What’s a Memory Allocator anyway ?

by Arpit Kumar

05 Jun, 2023

8 minute read

A memory allocator is a component of a programming language or runtime system that is responsible for managing the allocation and deallocation of memory during program execution

# programming

Table of Content

What is a memory allocator ?

Strategies for Memory Allocations

How languages determine when and how to free memory

Exploring Memory Allocators in Zig: Choosing the Right Tool for Efficient Memory Management

I recently came across an interesting talk by Benjamin Feng about memory allocators. It reminded me about something I often forget because my recent work mostly involves languages like Java and Golang, which automatically handle memory for us using garbage collection (GC). This means we don’t have to worry much about managing memory manually. After sharing the video with my colleagues, I realized that writing a blog post about the basics of memory management and memory allocators could be helpful for me and others who want to create high-performance software.

What is a memory allocator ?

A memory allocator is a component of a programming language or runtime system that is responsible for managing the allocation and deallocation of memory during program execution. It is particularly important in languages that allow dynamic memory allocation, where memory can be requested and released dynamically as needed.

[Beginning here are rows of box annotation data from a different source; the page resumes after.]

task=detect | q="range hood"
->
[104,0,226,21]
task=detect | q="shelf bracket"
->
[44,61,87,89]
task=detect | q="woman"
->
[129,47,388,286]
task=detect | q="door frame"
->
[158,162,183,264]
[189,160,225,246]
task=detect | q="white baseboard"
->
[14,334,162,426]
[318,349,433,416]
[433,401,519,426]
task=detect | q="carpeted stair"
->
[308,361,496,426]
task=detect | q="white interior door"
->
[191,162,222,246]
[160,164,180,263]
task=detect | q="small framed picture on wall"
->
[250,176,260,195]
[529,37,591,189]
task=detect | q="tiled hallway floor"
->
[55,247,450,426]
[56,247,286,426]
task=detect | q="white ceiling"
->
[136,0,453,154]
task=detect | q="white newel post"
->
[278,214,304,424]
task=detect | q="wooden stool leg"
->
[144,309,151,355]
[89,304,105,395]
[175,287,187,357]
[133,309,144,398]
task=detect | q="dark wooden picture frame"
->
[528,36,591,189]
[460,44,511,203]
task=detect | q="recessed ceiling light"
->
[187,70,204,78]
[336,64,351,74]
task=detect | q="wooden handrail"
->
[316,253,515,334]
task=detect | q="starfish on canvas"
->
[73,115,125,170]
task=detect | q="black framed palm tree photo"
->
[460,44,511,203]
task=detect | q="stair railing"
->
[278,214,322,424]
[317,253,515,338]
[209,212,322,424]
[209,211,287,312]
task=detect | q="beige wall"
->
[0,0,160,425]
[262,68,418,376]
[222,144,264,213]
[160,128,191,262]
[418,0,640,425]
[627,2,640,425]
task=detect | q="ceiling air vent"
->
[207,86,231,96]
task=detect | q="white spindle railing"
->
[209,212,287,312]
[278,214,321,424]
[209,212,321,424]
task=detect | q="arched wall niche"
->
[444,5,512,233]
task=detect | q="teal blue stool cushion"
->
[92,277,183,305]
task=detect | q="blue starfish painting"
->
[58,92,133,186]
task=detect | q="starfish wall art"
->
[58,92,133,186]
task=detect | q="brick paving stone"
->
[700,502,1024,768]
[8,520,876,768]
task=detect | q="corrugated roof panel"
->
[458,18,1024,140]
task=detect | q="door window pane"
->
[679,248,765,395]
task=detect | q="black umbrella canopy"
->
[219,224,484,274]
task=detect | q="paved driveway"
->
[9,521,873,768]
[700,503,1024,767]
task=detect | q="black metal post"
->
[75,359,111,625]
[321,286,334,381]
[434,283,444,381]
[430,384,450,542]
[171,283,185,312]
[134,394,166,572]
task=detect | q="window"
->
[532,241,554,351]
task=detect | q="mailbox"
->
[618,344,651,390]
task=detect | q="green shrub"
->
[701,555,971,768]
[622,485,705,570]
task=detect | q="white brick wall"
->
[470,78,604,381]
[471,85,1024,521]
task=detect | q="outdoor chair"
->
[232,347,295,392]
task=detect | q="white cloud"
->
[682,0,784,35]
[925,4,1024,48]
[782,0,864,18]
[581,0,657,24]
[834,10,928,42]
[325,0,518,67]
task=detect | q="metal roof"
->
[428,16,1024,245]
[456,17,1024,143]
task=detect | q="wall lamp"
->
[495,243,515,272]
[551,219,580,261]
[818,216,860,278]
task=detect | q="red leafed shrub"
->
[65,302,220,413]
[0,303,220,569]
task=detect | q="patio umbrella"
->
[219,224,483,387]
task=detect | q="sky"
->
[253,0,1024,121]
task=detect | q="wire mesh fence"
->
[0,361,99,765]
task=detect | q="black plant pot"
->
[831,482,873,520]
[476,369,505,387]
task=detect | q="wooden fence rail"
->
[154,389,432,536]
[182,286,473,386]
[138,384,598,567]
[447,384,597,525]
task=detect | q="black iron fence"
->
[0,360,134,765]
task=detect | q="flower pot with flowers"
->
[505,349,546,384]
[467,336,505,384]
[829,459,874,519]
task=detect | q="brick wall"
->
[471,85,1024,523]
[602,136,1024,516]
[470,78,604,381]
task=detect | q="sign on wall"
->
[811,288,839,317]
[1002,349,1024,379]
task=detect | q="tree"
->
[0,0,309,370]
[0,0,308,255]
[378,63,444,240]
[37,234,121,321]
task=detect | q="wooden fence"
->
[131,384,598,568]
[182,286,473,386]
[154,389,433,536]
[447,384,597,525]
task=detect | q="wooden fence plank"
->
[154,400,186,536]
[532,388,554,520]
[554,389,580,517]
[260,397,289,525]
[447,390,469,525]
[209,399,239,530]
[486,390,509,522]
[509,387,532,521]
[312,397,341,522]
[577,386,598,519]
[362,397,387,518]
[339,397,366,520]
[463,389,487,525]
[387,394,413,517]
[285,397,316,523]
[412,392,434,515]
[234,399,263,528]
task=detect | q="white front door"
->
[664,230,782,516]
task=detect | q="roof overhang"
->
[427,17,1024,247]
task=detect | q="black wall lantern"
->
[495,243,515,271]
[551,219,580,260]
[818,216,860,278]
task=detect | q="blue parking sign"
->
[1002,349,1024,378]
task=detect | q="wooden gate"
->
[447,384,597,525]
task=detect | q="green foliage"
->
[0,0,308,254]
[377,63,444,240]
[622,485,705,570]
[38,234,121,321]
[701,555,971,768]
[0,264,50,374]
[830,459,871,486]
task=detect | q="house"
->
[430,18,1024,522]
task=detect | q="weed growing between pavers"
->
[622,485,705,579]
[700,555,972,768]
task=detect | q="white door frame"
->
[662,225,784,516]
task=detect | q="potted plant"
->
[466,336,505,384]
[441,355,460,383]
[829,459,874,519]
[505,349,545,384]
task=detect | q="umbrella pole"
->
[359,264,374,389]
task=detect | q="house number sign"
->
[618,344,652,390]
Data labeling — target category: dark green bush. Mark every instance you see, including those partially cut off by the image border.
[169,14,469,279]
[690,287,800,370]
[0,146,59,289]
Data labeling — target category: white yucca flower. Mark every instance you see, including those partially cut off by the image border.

The primary purpose of a memory allocator is to provide a mechanism for allocating memory blocks of various sizes to fulfill the memory requirements of a program. When a program requests memory, the allocator locates a suitable free block of memory and returns a pointer to that block. The program can then use the allocated memory for storing data.

Memory allocators typically work with a lower-level memory management system, such as the operating system’s memory manager or a heap manager, to obtain larger blocks of memory from the system and divide them into smaller allocations requested by the program. The allocator keeps track of which parts of the allocated memory are in use and which parts are free or available for reuse.

In some languages, memory allocation and deallocation are explicitly managed by the programmer, using functions like malloc() and free() in C or new and delete in C++. However, many modern programming languages, such as Java, Python, and C#, provide automatic memory management through a process called garbage collection. In these languages, the memory allocator works closely with the garbage collector to automatically reclaim memory that is no longer needed by the program.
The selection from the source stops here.